On assiste depuis quelques années, avec la vague des indépendants et les développements des financements participatifs, à des flots de jeux rétros aux qualités variables, surfant sur un mélange de nostalgie et d'audace. Nombre de jeux programmés lors de Ludum Dare et événements équivalents (ces marathons de création de jeux en temps limité et sur un thème imposé), aux mécanismes efficaces et surprenants issus de l'imagination d'esprits épuisés, ont ainsi trouvé une seconde vie dans les mois suivant ces événements, via des version retravaillées, affinées et enrichies. Ainsi Gods Will Be Watching, de Deconstructeam, créé lors de la 26e Ludum Dare autour du thème du «minimalisme».

Au programme, à l'origine, un petit groupe autour d'un feu, sur une planète hostile, et devant survivre face à des événements compliqués. Le joueur, limité à quelques choix, quelques discussions, des dilemmes terribles, devait composer avec une horloge funeste, chacune de ses actions entraînant un lot de conséquences complexes, le contraignant à une gestion du sacrifice, où la moindre petite victoire ne se pouvait être qu'à la Pyrrhus.
Six fois plus de désespoir

La version passée par Kickstarter avait pour objectif d'enrichir la profondeur du jeu en plus du simple ajout de niveaux. Six niveaux au lieu d'un, une intrigue plus profonde. Avec comme profession de foi l'argument suivant : « Gods Will Be Watching est un jeu construit autour de décisions difficiles et de dilemmes moraux à traverser pour survivre. Il n'y a ni bien ni mal, juste des décisions, et vous seul serez juge du poids de vos actions. »
Depuis que le rétro et les gros pixels ont le vent en poupe, on revient également à une considération de « la difficulté des jeux d'alors, c'était autre chose ». Et c'est bien dans cet esprit que Gods Will Be Watching se positionne. Dans la mouvance du hardcore à la Dark Souls, où la moindre erreur se paie cash, où l'apprentissage se fait dans la douleur, le titre vise à faire souffrir le joueur, quitte à se montrer cruel, voire injuste.

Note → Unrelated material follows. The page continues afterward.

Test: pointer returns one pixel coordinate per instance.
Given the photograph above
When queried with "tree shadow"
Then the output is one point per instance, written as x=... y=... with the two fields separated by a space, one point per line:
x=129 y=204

Et c'est bien là que le jeu oublie que les productions des années 1980 étaient certes difficiles, ardues, prenaient un malin plaisir à abattre le joueur encore et encore, mais n'en songeaient pas moins à lui offrir une courbe d'apprentissage réelle, qu'elle soit brutale ou plus douce. Dans GWBW, point de courbe d'apprentissage : la difficulté de base du jeu est plus que punitive, elle ajoute une pointe (voire une grosse louche, selon les niveaux) d'aléatoire qui peut transformer une action bien pensée en catastrophe, voire en game over. Impossible, ainsi, d'appréhender réellement les mécanismes, on se retrouve à tâtonner, à échouer toujours plus vite, sans comprendre les règles. Chaque décision destinée à faire avancer la situation provoque une poignée de conséquences à gérer, et le joueur se retrouve dans une sorte de micro management bien plus technique que moral.

 

"Ô rage, ô désespoir, ô difficulté ennemie"

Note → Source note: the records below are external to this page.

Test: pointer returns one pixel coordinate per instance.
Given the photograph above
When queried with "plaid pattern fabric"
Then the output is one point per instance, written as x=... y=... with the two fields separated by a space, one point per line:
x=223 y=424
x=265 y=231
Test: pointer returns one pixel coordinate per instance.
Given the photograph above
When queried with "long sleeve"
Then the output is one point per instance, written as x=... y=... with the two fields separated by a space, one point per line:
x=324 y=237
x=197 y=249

Gods Will Be Watching, sous une volonté de proposer une expérience extrême, parvient à offrir une expérience hardcore aux joueurs qui aiment s'abandonner des heures à analyser le moindre détail et à tâtonner encore et encore. Mais échoue tout autant à confronter le joueur à ces dilemmes moraux évoqués, l'obligeant à abandonner la notion de choix pour pouvoir atteindre une résolution presque inaccessible autrement qu'en devenant un froid analyste. Las, le sentiment de sacrifice disparaît devant la nécessité de l'analyse des mécanismes, et les dilemmes moraux s'évanouissent sous des fonctionnements vidéoludiques purs. L'humain disparaît sous des mécanismes presque invisibles à traquer tant bien que mal.
Dommage, pour un jeu qui propose un scénario loin d'être inintéressant, et qui se retrouve à n'offrir qu'une expérience lointaine de ce qui semblait être son objectif premier. Tout autant qu'il peine à réellement offrir un sentiment pouvant évoquer les jeux d'antan et leurs difficultés vachardes.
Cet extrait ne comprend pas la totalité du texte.